The day before, he had invited reporters to hold their daily press conference in his Capitol office because "it will warm the place up. It's freezing over there."

Actually O'Neill's shivers must have been more psychological than real - like the feeling that everybody speaks with a Southern accent in Washington these days - because the thermometer in his Capitol office read a cozy 72 degrees.

The mandate that under the current cold wave-natural gas crisis, the temperature in federal office buildings beset at 65 degrees during the daytime to conserve fuel was literally being carried out on Capitol Hill. Thermostats were set at 65 degrees.

But like much of the legislation Congress writes, between the intention and the effect there was a difference of several degrees.

In the House press gallery the thermometer said it was 74 degrees. In a first-floor corridor between the House and Senate it was 75. On a second-floor corridor outside the Senate chamber it was 68.

In the Senate chamber, an engineer's reading said it was 65. In the House chamber, during the Debate, it was 63.

In the hearing room of the Senate Commerce Committee, which produced the emergency natural gas bill, it was 72. In the House Commerce Committee room, it was impossible to tell the temperature, because the much-criticized Rayburn House Office Building, along with its many other delightful quirks ,has no thermostats.

In any case, whatever the temperature in the Capitol, no natural gas, which is in such short supply that the emergency bill was necessary, was being conserved or used. The Capitol power plant burns coal, occasionally supplemented by fuel oil.

Ray Carroll, the director of engineering in the Capitol architect's office, blamed the variances in temperature throughout the Capitol on the effect of "body heat, electrical lights and sunlight."

Since the 1973 energy crunch, there has been a policy of heating the buildings to 68 degrees, he said, so that under the new order, thermostats were only set back three degrees.

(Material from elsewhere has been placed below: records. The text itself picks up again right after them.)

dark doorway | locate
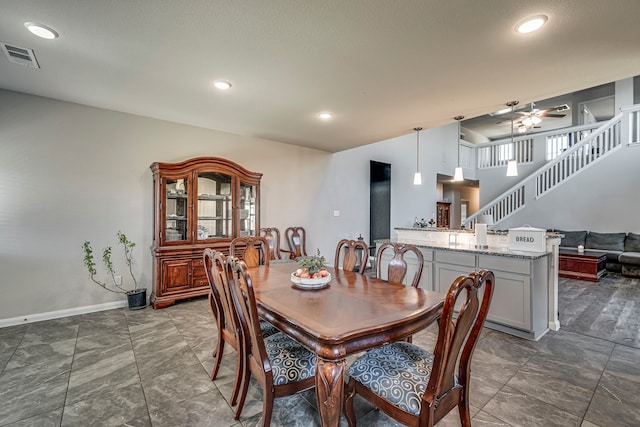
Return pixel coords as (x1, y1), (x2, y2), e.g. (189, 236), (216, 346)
(369, 160), (391, 255)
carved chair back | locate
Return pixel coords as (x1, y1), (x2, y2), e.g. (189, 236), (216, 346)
(376, 243), (424, 288)
(333, 239), (369, 273)
(345, 270), (495, 427)
(203, 248), (244, 404)
(284, 227), (307, 258)
(260, 227), (293, 259)
(227, 257), (316, 427)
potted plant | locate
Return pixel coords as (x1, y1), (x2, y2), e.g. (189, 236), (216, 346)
(296, 249), (328, 278)
(82, 231), (147, 309)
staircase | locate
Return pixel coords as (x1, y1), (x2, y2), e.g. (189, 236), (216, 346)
(462, 105), (640, 229)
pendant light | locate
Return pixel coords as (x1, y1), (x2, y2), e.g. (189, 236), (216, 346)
(453, 116), (464, 182)
(507, 101), (518, 176)
(413, 128), (422, 185)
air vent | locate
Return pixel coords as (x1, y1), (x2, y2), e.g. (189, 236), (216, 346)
(0, 43), (40, 68)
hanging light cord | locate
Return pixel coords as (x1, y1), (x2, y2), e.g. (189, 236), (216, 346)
(453, 116), (464, 167)
(413, 128), (422, 173)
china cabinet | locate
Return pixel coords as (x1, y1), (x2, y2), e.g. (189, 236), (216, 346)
(151, 157), (262, 308)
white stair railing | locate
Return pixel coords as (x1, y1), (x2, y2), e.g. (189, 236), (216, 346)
(531, 113), (623, 198)
(462, 105), (640, 232)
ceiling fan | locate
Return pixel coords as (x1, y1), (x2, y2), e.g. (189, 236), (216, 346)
(499, 102), (570, 133)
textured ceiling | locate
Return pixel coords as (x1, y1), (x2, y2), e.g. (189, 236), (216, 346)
(0, 0), (640, 152)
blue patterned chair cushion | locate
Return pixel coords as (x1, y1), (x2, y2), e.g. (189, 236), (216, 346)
(264, 332), (316, 385)
(348, 342), (433, 415)
(260, 319), (280, 338)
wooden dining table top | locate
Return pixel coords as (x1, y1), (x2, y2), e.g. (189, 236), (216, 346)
(249, 263), (445, 360)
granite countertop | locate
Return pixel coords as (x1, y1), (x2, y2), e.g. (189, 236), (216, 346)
(375, 237), (551, 260)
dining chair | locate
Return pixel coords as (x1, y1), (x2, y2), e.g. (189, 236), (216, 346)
(376, 242), (424, 288)
(260, 227), (294, 260)
(229, 236), (271, 267)
(203, 248), (279, 405)
(227, 257), (316, 427)
(344, 270), (494, 427)
(284, 227), (307, 259)
(333, 239), (369, 273)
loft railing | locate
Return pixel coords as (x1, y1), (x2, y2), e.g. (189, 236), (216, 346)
(477, 137), (533, 169)
(462, 105), (640, 228)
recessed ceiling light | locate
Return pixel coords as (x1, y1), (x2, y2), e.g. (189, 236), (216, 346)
(516, 15), (547, 34)
(213, 80), (231, 90)
(24, 22), (58, 40)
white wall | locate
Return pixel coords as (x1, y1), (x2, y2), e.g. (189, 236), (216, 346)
(0, 90), (457, 324)
(0, 90), (331, 320)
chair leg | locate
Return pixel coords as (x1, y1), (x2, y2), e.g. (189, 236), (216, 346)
(458, 387), (471, 427)
(342, 379), (356, 427)
(231, 349), (246, 406)
(262, 387), (274, 427)
(233, 364), (251, 420)
(211, 338), (224, 381)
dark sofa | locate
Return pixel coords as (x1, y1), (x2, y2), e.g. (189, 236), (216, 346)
(554, 230), (640, 277)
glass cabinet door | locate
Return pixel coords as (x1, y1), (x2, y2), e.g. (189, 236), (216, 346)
(196, 172), (233, 240)
(239, 182), (258, 237)
(164, 178), (189, 242)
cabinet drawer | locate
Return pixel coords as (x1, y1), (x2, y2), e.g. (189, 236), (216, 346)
(191, 258), (207, 282)
(192, 277), (209, 288)
(418, 248), (433, 261)
(478, 255), (531, 275)
(162, 260), (191, 293)
(436, 251), (476, 267)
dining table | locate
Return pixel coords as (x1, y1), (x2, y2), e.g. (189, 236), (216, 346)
(248, 262), (445, 427)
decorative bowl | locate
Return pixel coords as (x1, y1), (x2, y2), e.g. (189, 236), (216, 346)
(291, 273), (331, 289)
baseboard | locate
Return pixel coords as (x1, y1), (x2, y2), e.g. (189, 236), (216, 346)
(0, 300), (127, 328)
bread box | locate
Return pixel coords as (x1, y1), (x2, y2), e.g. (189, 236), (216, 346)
(509, 226), (547, 252)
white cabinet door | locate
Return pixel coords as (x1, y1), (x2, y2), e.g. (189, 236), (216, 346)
(487, 271), (531, 331)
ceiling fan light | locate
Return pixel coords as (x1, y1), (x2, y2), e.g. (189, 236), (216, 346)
(213, 80), (231, 90)
(453, 166), (464, 182)
(516, 15), (547, 34)
(24, 22), (58, 40)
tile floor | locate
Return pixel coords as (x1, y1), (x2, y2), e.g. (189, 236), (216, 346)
(0, 274), (640, 427)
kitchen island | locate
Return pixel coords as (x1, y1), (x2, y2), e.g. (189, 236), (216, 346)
(376, 228), (560, 340)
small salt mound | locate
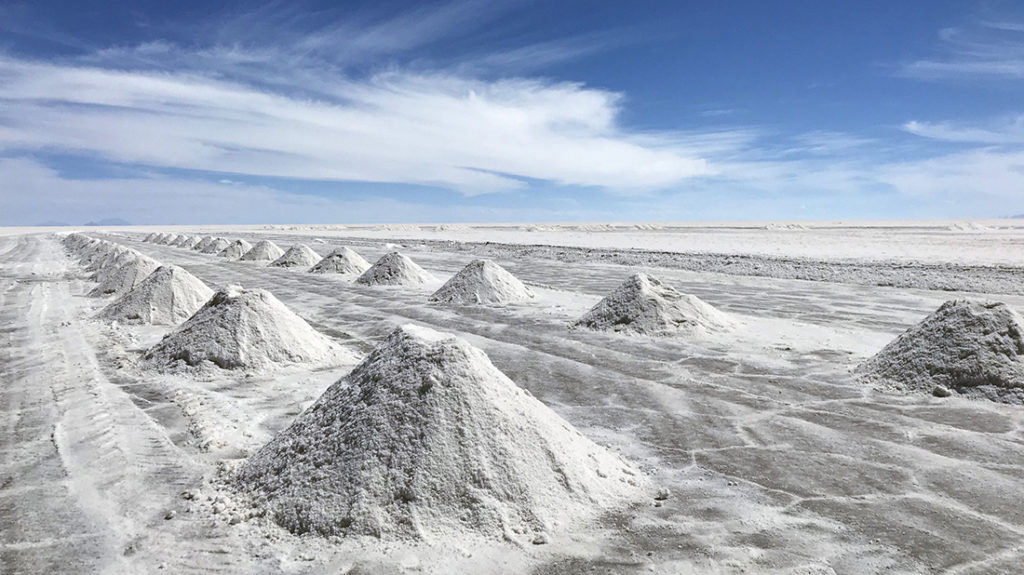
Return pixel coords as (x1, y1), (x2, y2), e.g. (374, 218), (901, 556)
(145, 286), (355, 371)
(240, 239), (285, 262)
(355, 252), (437, 285)
(201, 237), (231, 254)
(573, 273), (732, 336)
(238, 325), (648, 541)
(217, 239), (253, 260)
(270, 244), (321, 269)
(430, 260), (534, 305)
(857, 300), (1024, 404)
(309, 248), (370, 274)
(99, 266), (213, 325)
(89, 254), (160, 298)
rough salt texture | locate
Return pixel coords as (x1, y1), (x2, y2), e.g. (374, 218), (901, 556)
(99, 266), (213, 325)
(200, 237), (231, 254)
(217, 239), (253, 260)
(857, 300), (1024, 404)
(309, 248), (370, 274)
(145, 286), (355, 371)
(270, 244), (321, 269)
(89, 254), (160, 298)
(239, 239), (285, 262)
(238, 325), (649, 542)
(430, 260), (534, 305)
(355, 252), (437, 285)
(573, 273), (732, 336)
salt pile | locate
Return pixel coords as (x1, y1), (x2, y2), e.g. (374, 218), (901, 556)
(240, 239), (285, 262)
(145, 285), (354, 370)
(573, 273), (732, 336)
(309, 248), (370, 274)
(89, 254), (160, 298)
(99, 266), (213, 325)
(270, 244), (321, 269)
(217, 239), (253, 260)
(430, 260), (534, 305)
(857, 300), (1024, 404)
(238, 325), (647, 541)
(355, 252), (437, 285)
(200, 237), (231, 254)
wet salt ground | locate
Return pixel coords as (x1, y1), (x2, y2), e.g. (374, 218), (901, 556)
(8, 230), (1024, 573)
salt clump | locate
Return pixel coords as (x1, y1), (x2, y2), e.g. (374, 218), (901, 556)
(430, 260), (534, 305)
(857, 300), (1024, 404)
(573, 273), (732, 336)
(238, 325), (649, 542)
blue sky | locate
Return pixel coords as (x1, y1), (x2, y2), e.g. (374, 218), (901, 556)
(0, 0), (1024, 225)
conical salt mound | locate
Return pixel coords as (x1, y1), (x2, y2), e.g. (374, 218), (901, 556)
(89, 254), (160, 298)
(201, 237), (231, 254)
(270, 244), (321, 269)
(309, 248), (370, 274)
(99, 266), (213, 325)
(240, 239), (285, 262)
(355, 252), (437, 285)
(430, 260), (534, 305)
(857, 300), (1024, 404)
(573, 273), (732, 336)
(238, 325), (648, 540)
(217, 239), (253, 260)
(145, 286), (354, 370)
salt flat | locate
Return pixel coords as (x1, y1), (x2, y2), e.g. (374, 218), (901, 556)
(0, 220), (1024, 574)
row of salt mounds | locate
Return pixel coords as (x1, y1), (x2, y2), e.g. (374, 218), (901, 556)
(217, 239), (253, 260)
(99, 266), (213, 325)
(309, 248), (370, 274)
(572, 273), (732, 336)
(200, 237), (231, 254)
(239, 239), (285, 262)
(238, 325), (648, 540)
(270, 244), (321, 269)
(857, 300), (1024, 404)
(145, 285), (355, 371)
(355, 252), (437, 285)
(89, 253), (160, 298)
(430, 260), (534, 305)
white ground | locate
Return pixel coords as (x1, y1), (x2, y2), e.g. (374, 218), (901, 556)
(0, 220), (1024, 574)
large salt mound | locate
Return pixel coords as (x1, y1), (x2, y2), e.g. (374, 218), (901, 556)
(857, 300), (1024, 404)
(238, 325), (647, 540)
(99, 266), (213, 325)
(430, 260), (534, 305)
(200, 237), (231, 254)
(309, 248), (370, 274)
(217, 239), (253, 260)
(240, 239), (285, 262)
(89, 254), (160, 298)
(270, 244), (321, 269)
(355, 252), (436, 285)
(145, 286), (354, 370)
(573, 273), (732, 336)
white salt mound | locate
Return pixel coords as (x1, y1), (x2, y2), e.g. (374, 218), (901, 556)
(430, 260), (534, 305)
(309, 248), (370, 274)
(145, 286), (355, 371)
(238, 325), (648, 542)
(857, 300), (1024, 405)
(200, 237), (231, 254)
(355, 252), (437, 285)
(240, 239), (285, 262)
(270, 244), (321, 269)
(573, 273), (732, 336)
(89, 254), (160, 298)
(217, 239), (253, 260)
(99, 266), (213, 325)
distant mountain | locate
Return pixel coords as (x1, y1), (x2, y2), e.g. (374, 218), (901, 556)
(85, 218), (131, 226)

"We won't attempt to monitor each member of Congress's office," but he added that O'Neill and Senate Rules Committee Chairman Howard W. Cannon (D-Nev.) had sent out a "Dear colleague" letter asking that thermostats be turned down to 65 in the daytime and 55 at night.

But Carroll added that if the temperature does rise over 65 degrees due to natural causes, there is no effort to force it back down. One exception, however, came a few days ago, when Sen. Jennings Randolph (D-W. Va.) waved a thermometer in the Senate chamber showing it was over 70. Then, Carroll said, some cold air from the outside was allowed to flow into the air system to force the temperature foen yo 65.

If it's any consolation to consumers faced with enormous heating bills in this record cold winter, their bills can't compare with the Capitol's.

For 4,479 tons of coal at $43 a ton, and 251,940 gallons of fuel oil at 40 cents a gallon the December heating bill of the Capitol came to $293,373.